ISAR - Integration and Supervisory control of Autonomous Robots - is a tool for integrating robot applications into operator systems. Through the ISAR API you can send commands to a robot to do missions and collect results from the missions.
The system consists of two main components.
- State machine
- FastAPI
The state machine handles interaction with the robots API and monitors the execution of missions. It also enables interacting with the robot before, during and after missions.
The state machine is based on the transitions package for Python. The main states are:
- Idle: The robot is in an idle state and ready to perform new missions.
- Send: The state machine has received a mission and is sending the mission to the robot.
- Monitor: The robot has received a mission from the state machine, and the state machine is monitoring the current mission.
- Collect: The state collects data during a mission.
- Cancel: The state machine has received a request to abort, or an event has occurred which requires the mission to be canceled. The cancel state also functions as a wrap-up state when a mission is finished, prior to the state machine returning to idle.
The FastAPI establishes an interface to the state machine for the user. As the API and state machine are separate threads, they communicate through python queues. FastAPI runs on an ASGI-server, specifically uvicorn. The FastAPI-framework is split into routers where the endpoint operations are defined.
ISAR may be installed through pip as
pip install isar
However, to run ISAR you are required to clone this repository and run:
python main.py
Note, running the full system requires that an implementation of a robot has been installed. See this section for installing a mocked robot or a Turtlebot3 simulator.

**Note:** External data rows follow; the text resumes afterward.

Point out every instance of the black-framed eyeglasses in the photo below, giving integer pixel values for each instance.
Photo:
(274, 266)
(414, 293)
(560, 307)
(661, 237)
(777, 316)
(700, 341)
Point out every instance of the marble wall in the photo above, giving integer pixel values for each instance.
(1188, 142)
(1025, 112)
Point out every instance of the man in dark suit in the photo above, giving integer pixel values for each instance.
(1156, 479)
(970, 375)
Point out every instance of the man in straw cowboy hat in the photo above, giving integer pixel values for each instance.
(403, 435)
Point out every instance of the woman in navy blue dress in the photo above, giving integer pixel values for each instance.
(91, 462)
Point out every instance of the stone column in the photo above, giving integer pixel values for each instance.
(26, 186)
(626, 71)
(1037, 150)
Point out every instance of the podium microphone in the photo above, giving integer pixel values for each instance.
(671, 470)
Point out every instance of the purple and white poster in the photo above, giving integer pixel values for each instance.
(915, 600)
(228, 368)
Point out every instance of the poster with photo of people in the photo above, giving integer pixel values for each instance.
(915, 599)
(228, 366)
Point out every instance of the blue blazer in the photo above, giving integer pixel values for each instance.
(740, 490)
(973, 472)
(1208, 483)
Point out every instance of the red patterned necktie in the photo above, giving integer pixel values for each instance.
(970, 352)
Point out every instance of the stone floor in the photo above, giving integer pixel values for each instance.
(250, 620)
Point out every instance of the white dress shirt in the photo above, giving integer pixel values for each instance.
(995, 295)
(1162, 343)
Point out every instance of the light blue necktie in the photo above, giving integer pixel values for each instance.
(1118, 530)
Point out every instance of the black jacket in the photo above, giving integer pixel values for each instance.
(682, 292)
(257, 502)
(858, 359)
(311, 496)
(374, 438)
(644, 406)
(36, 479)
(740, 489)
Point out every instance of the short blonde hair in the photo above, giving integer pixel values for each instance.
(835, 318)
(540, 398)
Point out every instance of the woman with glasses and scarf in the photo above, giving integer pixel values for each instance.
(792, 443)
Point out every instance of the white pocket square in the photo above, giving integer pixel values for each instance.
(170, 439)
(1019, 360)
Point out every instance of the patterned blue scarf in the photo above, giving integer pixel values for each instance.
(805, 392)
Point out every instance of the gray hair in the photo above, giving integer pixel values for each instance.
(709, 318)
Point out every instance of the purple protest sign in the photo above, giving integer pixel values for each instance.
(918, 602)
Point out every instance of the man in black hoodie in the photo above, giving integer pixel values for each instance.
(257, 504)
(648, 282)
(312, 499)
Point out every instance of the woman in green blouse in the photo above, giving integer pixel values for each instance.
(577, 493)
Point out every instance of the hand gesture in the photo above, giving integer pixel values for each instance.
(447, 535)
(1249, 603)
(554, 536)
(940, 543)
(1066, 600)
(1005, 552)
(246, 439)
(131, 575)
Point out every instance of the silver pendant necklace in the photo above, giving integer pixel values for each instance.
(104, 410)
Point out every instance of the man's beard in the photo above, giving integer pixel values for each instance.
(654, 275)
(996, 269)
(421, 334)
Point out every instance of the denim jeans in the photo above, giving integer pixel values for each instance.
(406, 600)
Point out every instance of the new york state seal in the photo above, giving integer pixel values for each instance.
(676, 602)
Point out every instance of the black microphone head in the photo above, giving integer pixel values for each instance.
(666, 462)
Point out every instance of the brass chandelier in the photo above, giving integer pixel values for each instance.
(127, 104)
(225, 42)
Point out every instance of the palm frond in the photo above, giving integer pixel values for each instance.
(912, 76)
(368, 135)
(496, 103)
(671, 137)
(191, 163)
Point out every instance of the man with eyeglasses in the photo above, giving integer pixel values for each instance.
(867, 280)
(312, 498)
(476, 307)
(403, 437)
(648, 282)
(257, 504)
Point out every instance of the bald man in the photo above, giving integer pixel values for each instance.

To connect the state machine to a robot in a separate repository, it is required that the separate repository implements the robot interface. A mocked robot can be found in this repository. Install the repo, i.e:
pip install git+https://@github.com/equinor/isar-robot.git@main
Then, ensure the robot_package
variable
in default.ini
is set to the name of the package you installed. isar_robot
is set by default.
If you have the robot repository locally, you can simply install through
pip install -e /path/to/robot/repo/
A simulator based on the open source robot Turtlebot3 has been implemented for use with ISAR and may be
found here. Follow the installation instructions for the simulator and
install isar-turtlebot
in the same manner as given in the robot integration section. Set the
following configuration variables
in default.ini:
robot_package = isar_turtlebot
default_map = turtleworld
Once the application has been started the swagger site may be accessed at
http://localhost:3000/docs
Execute the /schedule/start-mission
endpoint with mission_id=1
to run a mission.
In this folder there are predefined default missions, for example the mission
corresponding to mission_id=1
. A new mission may be added by adding a new json-file with a mission description. Note,
the mission IDs must be unique.
For local development, please fork the repository. Then, clone and install in the repository root folder:
git clone https://github.com/equinor/isar
cd isar
pip install -e .[dev]
For zsh
you might have to type ".[dev]"
Verify that you can run the tests:
pytest .
The mission planner that is currently in use is defined by the mission_planner
configuration variable. This can be set
in the default configuration. The available options are
mission_planner = local
mission_planner = echo
By default, the local
planner is used.
You can create your own mission planner by implementing the mission planner interface and adding your planner to the selection here. Note that you must add your module as an option in the dictionary.
The storage module that is currently in use is defined by the storage
configuration variable. This can be set in
the default configuration. The available options are
storage = local
storage = blob
You can create your own storage module by implementing the storage interface and adding your storage module to the selection here. Note that you must add your module as an option in the dictionary.
The API has an option to include user authentication. This can be set in the default configuration.
authentication_enabled = false
authentication_enabled = true
By default, the local
storage module is used and API authentication is disabled. If using Azure Blob Storage a set of
environment variables must be available which gives access to an app registration that may use the storage account.
Enabling API authentication also requires the same environment variables. The required variables are
AZURE_CLIENT_ID
AZURE_TENANT_ID
AZURE_CLIENT_SECRET
After following the steps in Development, you can run the tests:
pytest .
To create an interface test in your robot repository, use the function interface_test
from robot_interface
. The
argument should be an interface object from your robot specific implementation.
See isar-robot for example.
Integration tests can be found here and have been created
with a simulator in mind. The integration tests will not run as part of pytest .
or as part of the CI/CD pipeline. To
run the integration tests please follow the instructions in this section for
setting up the isar-turtlebot
implementation with simulator and run the following command once the simulation has been
launched.
pytest tests/integration
Note that these tests will run towards the actual simulation (you may monitor it through Gazebo and RVIZ) and it will take a long time.
To build the project documentation, run the following commands:
cd docs
make docs
The documentation can now be viewed at docs/build/html/index.html
.
We welcome all kinds of contributions, including code, bug reports, issues, feature requests, and documentation. The preferred way of submitting a contribution is to either make an issue on GitHub or by forking the project on GitHub and making a pull requests.